3. Xavier Glorot and Yoshua Bengio, "Understanding the Difficulty of Training Deep Feedforward Neural Networks" (AISTATS, 2010); Kaiming He et al., "Delving Deep into Rectifiers" (ICCV, 2015)
The two papers that established the modern understanding of weight initialization. Glorot and Bengio (2010) derive the Xavier initialization by analyzing variance propagation through sigmoid and tanh networks — the same analysis presented in Section 6.9. He et al. (2015) extend this analysis to ReLU networks, deriving the $\text{Var}(w) = 2/n_\text{in}$ formula and demonstrating that it enables training of networks with 30+ layers without batch normalization. Together, these two papers explain why initialization is not an arbitrary choice but a mathematical requirement for stable training.
Reading guidance: Read Glorot and Bengio first — Sections 1-4 cover the variance analysis and the initialization proposal. Then read He et al. Sections 2.2 (the ReLU-aware derivation) and 3 (experiments showing that proper initialization enables training of very deep networks). The experimental results in both papers are as important as the theory: they show what happens in practice when initialization is wrong.
4. George Cybenko, "Approximation by Superpositions of a Sigmoidal Function" (Mathematics of Control, Signals, and Systems, 1989); Kurt Hornik, Maxwell Stinchcombe, and Halbert White, "Multilayer Feedforward Networks Are Universal Approximators" (Neural Networks, 1989)
The two foundational papers on the universal approximation theorem. Cybenko (1989) proved the result for sigmoid activations using the Hahn-Banach theorem; Hornik, Stinchcombe, and White (1989) extended it to arbitrary bounded non-constant activation functions using the Stone-Weierstrass theorem. Both proofs are existence proofs — they demonstrate that an approximating network exists but provide no constructive method for finding it.
Reading guidance: These are mathematical papers and more demanding than the other recommendations. Read for the theorem statements and the discussion of what the results do and do not imply, rather than for the proof techniques (unless you have a background in functional analysis). For a modern perspective on depth vs. width in approximation, see Eldan and Shamir, "The Power of Depth for Feedforward Neural Networks" (COLT, 2016), which proves that certain functions require exponentially many neurons in a single hidden layer but only polynomially many in a two-layer network.
5. David E. Rumelhart, Geoffrey E. Hinton, and Ronald J. Williams, "Learning Representations by Back-Propagating Errors" (Nature, 1986)
The paper that introduced backpropagation for neural networks to the wider scientific community. At three pages, it is remarkably concise — the entire backpropagation algorithm, its application to learning internal representations, and experimental results on XOR and symmetry detection, all in a single Nature letter. The clarity of the writing stands out: Rumelhart, Hinton, and Williams explain the chain rule application in terms that remain the standard exposition 40 years later. Reading the original paper gives you both the historical context (this was the breakthrough that revived neural networks after the Minsky-Papert critique) and an appreciation for how much of modern deep learning was already implicit in this three-page letter.

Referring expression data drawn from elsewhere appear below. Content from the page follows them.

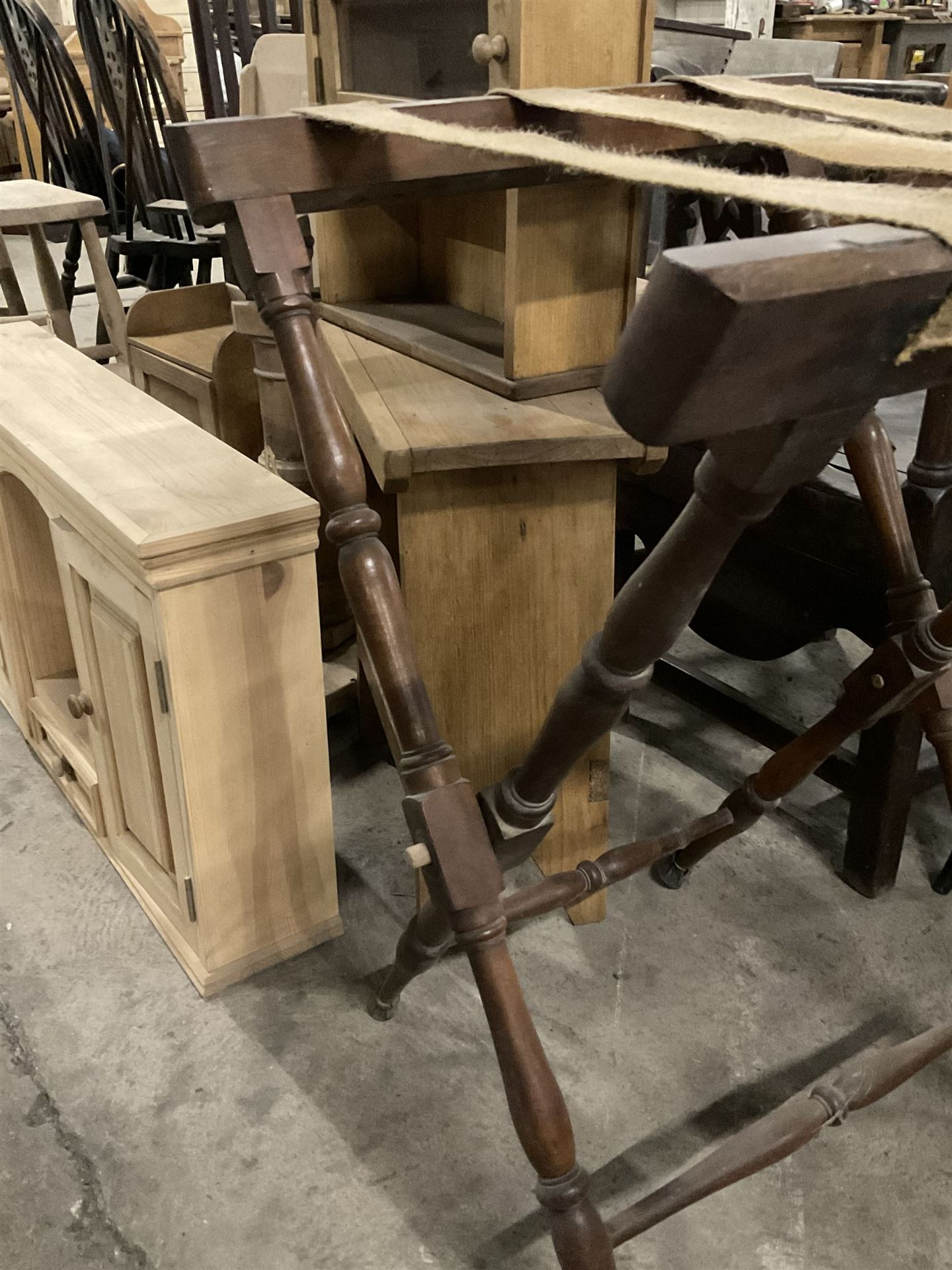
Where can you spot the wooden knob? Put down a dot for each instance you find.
(489, 48)
(418, 855)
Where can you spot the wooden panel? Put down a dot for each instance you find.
(462, 245)
(247, 698)
(36, 582)
(411, 417)
(507, 573)
(122, 668)
(141, 476)
(367, 253)
(571, 45)
(567, 262)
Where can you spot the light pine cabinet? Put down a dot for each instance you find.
(161, 656)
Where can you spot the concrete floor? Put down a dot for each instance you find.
(278, 1127)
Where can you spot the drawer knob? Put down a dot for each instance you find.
(79, 704)
(489, 48)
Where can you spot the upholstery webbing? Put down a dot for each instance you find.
(888, 204)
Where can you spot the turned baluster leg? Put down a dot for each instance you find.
(441, 810)
(536, 1103)
(738, 483)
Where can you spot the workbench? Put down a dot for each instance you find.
(877, 45)
(502, 519)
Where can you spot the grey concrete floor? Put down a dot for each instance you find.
(278, 1127)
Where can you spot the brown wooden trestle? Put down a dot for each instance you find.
(684, 370)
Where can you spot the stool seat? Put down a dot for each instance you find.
(33, 202)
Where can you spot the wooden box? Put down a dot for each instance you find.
(160, 652)
(521, 291)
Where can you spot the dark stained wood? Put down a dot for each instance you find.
(754, 454)
(782, 1132)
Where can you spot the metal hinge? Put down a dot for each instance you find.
(161, 687)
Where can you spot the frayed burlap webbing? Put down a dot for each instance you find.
(918, 208)
(923, 121)
(832, 143)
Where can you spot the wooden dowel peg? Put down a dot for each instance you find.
(418, 855)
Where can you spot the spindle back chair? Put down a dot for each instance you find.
(135, 91)
(48, 95)
(772, 412)
(223, 28)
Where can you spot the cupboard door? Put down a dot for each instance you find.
(125, 685)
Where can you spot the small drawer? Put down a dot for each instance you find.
(73, 774)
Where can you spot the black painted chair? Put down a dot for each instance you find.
(225, 28)
(135, 91)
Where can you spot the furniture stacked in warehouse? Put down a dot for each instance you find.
(160, 652)
(473, 335)
(869, 302)
(36, 205)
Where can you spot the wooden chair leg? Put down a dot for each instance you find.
(9, 284)
(70, 265)
(107, 294)
(50, 285)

Reading guidance: Read the entire paper — it is only three pages. Pay attention to Figure 1, which shows the computational graph and gradient flow that we formalized in Section 6.7. Note the hidden representation learned for the XOR problem (their Figure 3): this is the earliest clear demonstration that backpropagation discovers useful internal representations, the insight that eventually led to deep learning.